Besides gate and concession receipts, revenues from national and local TV and radio deals, corporate sponsorship deals for stadium signage, and rights to be the “official product” of a team make up the remaining revenue pie slices. The payment structure of most of those contracts, said Conway, does not require teams to pay back the sponsor, but make-good provisions could include extending the contract or offering credits in the future.
What remains to be seen is how teams and arena operators choose to deal with the lost wages of the myriad workers needed to keep a stadium operational and fans comfortable: Janitorial staff, vendors, security guards, ticket-takers, ushers, and more. Some of those workers use the job as supplemental income, while others depend on it solely.
When Dallas Mavericks owner Mark Cuban spoke to the media after the NBA halted games Wednesday night, he said he was getting to work on a plan that would help mitigate the financial hit such workers would take.
“I don’t have any details to give, but it’s certainly something that’s important to me,” Cuban said.
Conway sees this moment as a significant one when it comes to sports franchises doing what’s right.
“This event at this time, politically and otherwise, will shine a bright light on the amount of contingent employers and contingent payments that support the sports industry,” said Conway. “You’ve seen organizations and corporations go through this, whether it’s Walmart or Amazon or others saying, 'You’re building your business based on a substantial amount of contingent workers; what are you going to do for them when the time comes in a point of stress?’
“I think you’ll see some of the more progressive owners take this on, which could put some pressure on others in the industry to address it going forward.”

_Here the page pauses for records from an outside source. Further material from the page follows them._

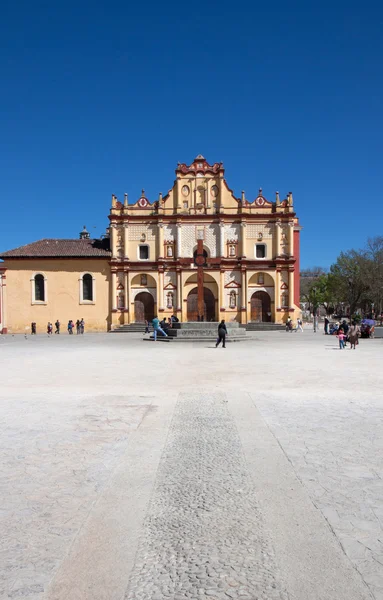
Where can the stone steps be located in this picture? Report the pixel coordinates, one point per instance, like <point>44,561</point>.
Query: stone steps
<point>264,326</point>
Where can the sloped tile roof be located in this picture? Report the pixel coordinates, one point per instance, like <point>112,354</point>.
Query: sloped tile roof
<point>51,248</point>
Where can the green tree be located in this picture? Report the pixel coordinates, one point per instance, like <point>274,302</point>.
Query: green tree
<point>349,278</point>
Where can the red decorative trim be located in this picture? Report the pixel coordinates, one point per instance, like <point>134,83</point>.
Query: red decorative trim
<point>214,218</point>
<point>232,284</point>
<point>297,279</point>
<point>199,165</point>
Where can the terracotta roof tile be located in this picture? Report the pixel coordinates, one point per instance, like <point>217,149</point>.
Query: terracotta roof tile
<point>49,248</point>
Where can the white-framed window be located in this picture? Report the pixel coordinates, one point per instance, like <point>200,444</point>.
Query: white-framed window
<point>39,288</point>
<point>87,283</point>
<point>143,252</point>
<point>260,251</point>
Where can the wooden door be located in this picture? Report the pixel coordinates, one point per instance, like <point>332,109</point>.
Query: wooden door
<point>143,307</point>
<point>208,305</point>
<point>260,304</point>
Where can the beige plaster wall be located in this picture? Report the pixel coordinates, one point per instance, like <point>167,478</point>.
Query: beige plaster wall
<point>62,294</point>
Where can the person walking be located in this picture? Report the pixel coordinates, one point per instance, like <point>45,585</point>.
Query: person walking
<point>353,335</point>
<point>326,324</point>
<point>341,337</point>
<point>222,333</point>
<point>345,328</point>
<point>157,328</point>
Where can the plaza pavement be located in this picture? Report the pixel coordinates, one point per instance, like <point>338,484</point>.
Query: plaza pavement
<point>158,471</point>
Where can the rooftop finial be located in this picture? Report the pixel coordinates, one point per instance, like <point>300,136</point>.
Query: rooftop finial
<point>84,234</point>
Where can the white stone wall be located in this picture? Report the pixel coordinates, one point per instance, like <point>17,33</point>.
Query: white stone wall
<point>232,232</point>
<point>189,239</point>
<point>170,277</point>
<point>135,232</point>
<point>254,229</point>
<point>232,276</point>
<point>169,233</point>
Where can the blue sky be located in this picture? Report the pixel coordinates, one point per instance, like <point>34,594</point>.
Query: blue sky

While it’s hard to put a precise price tag on the financial impact to the sports industry in these early days of the shutdown, an even tougher exercise is to envision Boston without games and the Marathon this spring and summer. Entire communities, not just inside the ballpark, will be affected, and there will be a disturbance in the city’s soul.
“The taxi drivers, the parking lot attendants, the waitresses, the ancillary people around the ballparks are going to get hammered,” said Warren Zola, executive director of the Boston College Chief Executives Club, a program of the Carroll School of Management. “To me and so many of us, what’s so important about sports is that it’s part of the fabric of a community and it brings people together.”